Participants of the final political process have concluded the discussions on the dismantling of the former regime, the review of the JPA, the crisis in Eastern Sudan, and transitional justice, and published the outcomes and recommendations of the concluded workshops, while preparing for the final workshop on security sector reform. Furthermore, discussions are underway to win the support of actors who are currently opposing the final political process, including some armed movements, political parties, and resistance committees. As soon as these issues are finalized, the Sudanese actors should be ready to sign the final political agreement that will restore Sudan’s democratic transition. The final political agreement is currently being drafted on the basis of the SBA’s draft transitional constitution, the Framework Agreement, and the recommendations that came out of the convened workshops. The final political process spokesperson announced that they plan to sign the final political agreement on April 1, and adopt the transitional constitution on April 6, while the new transitional government is expected to be formed on April 11.

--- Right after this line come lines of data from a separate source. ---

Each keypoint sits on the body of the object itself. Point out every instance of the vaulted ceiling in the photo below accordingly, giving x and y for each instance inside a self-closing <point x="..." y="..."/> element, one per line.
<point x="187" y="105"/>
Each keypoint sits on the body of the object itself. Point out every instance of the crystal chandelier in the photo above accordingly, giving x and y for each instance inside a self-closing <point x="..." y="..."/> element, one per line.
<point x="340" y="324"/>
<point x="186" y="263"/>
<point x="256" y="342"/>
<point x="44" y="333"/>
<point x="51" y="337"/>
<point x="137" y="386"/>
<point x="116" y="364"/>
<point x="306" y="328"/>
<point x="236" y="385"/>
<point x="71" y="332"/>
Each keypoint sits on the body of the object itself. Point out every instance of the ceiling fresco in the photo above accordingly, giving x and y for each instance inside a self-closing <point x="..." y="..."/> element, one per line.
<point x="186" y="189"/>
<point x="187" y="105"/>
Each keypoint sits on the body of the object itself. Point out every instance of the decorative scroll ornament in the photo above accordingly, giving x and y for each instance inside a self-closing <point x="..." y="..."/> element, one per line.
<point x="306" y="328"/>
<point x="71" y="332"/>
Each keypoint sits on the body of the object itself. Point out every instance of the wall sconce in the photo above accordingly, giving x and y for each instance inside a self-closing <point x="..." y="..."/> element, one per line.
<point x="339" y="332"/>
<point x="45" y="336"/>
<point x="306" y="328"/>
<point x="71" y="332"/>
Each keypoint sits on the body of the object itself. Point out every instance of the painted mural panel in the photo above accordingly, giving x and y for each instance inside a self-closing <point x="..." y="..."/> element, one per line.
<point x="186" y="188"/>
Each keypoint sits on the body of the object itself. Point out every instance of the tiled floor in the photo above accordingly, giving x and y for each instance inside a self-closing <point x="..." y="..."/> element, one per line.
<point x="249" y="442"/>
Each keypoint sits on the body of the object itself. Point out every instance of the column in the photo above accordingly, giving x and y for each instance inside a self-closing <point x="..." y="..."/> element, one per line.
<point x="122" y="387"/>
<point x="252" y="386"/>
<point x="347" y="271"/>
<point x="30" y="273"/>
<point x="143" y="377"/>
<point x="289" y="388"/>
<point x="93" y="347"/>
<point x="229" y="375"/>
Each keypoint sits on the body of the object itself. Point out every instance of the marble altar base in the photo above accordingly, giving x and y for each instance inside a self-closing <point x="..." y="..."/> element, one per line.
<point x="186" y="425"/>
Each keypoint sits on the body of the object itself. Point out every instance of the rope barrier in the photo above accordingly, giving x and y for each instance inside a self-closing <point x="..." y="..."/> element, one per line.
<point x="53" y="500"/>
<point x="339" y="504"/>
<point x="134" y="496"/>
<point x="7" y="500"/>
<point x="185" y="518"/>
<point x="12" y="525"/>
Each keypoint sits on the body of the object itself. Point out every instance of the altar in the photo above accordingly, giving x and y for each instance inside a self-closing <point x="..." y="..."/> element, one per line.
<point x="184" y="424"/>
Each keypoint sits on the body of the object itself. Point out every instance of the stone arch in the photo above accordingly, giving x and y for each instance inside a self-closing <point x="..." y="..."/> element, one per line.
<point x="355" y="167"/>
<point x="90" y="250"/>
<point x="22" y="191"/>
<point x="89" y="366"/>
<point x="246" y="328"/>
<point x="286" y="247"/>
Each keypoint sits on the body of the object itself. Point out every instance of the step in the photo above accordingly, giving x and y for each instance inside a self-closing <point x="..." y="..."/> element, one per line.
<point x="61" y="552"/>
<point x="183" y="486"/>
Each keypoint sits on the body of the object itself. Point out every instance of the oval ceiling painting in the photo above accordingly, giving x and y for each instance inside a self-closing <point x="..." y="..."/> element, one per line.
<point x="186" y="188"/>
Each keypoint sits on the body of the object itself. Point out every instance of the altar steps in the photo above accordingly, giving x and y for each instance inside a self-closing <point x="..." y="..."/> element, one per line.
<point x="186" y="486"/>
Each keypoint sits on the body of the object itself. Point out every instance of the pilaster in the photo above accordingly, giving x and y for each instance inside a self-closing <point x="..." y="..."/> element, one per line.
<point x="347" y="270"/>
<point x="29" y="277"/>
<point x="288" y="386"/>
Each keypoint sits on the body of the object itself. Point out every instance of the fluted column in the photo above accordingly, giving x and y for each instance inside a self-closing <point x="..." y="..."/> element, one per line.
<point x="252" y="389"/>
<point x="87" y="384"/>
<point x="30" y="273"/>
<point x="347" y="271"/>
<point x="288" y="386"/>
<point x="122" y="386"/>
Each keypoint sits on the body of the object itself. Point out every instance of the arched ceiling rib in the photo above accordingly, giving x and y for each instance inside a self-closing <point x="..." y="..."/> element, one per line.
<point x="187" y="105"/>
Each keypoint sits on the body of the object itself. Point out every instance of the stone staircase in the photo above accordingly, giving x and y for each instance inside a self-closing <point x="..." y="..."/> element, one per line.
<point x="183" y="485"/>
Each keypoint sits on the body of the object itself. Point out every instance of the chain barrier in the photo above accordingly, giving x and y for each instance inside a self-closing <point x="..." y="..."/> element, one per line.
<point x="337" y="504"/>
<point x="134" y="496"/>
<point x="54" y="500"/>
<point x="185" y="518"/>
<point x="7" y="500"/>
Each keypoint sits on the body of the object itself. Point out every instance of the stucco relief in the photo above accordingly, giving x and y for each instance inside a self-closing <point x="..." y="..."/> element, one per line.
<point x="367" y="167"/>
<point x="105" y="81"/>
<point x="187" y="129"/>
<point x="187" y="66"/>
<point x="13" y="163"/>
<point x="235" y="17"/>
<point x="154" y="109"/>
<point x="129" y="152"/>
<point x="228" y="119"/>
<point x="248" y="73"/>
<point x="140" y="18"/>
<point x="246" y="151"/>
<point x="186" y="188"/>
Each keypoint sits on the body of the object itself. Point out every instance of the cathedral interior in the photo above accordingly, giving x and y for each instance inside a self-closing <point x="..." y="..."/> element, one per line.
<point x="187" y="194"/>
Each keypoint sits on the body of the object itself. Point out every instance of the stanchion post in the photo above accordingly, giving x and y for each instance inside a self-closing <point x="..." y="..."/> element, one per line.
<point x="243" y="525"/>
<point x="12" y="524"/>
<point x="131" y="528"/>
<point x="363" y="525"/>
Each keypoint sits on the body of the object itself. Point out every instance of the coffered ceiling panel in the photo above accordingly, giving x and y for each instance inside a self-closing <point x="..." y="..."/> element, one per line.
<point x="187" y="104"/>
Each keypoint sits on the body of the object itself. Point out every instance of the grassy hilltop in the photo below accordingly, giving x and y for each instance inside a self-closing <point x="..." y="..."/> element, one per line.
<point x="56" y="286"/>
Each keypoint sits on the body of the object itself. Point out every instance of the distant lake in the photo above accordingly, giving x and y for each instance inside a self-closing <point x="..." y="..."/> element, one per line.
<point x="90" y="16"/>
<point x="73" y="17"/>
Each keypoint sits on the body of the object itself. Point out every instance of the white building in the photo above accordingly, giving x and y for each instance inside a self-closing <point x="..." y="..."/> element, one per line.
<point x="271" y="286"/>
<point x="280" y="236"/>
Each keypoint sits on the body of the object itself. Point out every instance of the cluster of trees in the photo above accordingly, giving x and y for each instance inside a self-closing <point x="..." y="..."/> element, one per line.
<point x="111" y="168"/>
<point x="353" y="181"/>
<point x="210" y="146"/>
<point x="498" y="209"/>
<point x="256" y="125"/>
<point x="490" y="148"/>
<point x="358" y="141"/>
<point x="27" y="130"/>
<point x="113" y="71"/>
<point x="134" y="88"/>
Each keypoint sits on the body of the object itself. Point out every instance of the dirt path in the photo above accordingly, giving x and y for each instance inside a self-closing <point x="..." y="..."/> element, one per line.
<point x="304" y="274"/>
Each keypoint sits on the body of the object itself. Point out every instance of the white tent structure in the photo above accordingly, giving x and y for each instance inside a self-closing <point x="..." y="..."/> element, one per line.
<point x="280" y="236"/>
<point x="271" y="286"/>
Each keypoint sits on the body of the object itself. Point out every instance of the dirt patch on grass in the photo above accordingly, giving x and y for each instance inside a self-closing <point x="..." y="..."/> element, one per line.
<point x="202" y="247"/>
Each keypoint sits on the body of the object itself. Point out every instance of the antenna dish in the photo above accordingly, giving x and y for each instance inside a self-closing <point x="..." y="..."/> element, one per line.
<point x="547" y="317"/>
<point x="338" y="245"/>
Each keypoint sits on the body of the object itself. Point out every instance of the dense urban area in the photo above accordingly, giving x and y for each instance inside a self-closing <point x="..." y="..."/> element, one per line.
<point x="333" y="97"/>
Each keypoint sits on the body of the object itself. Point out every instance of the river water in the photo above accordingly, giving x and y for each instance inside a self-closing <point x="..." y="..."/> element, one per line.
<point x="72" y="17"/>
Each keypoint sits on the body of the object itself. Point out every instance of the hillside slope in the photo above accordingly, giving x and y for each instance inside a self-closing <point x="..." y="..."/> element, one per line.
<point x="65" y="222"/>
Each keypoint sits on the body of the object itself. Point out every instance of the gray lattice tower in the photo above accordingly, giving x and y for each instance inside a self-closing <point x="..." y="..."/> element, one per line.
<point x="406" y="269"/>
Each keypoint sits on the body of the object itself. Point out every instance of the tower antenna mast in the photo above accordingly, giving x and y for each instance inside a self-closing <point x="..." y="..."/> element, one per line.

Despite the ongoing political and constitutional processes, the security situation is still volatile and the country suffers from serious governance and constitutional vacuums. It remains unclear how and if the political agreement will succeed in restoring constitutional order and putting the country back on the democratic transition track, with various groups continuing to contest the process still.

Hamid Khalafallah is a Nonresident Fellow at TIMEP focusing on inclusive governance and mobilization in Sudan.

This analysis was originally published as a feature piece in Issue 1 of the Rule of Law Developments in the Middle East and North Africa newsletter, produced by Konrad-Adenauer-Stiftung Rule of Law Programme Middle East & North Africa and TIMEP.

[1] Ongoing as of the writing of this analysis on March 24, 2023.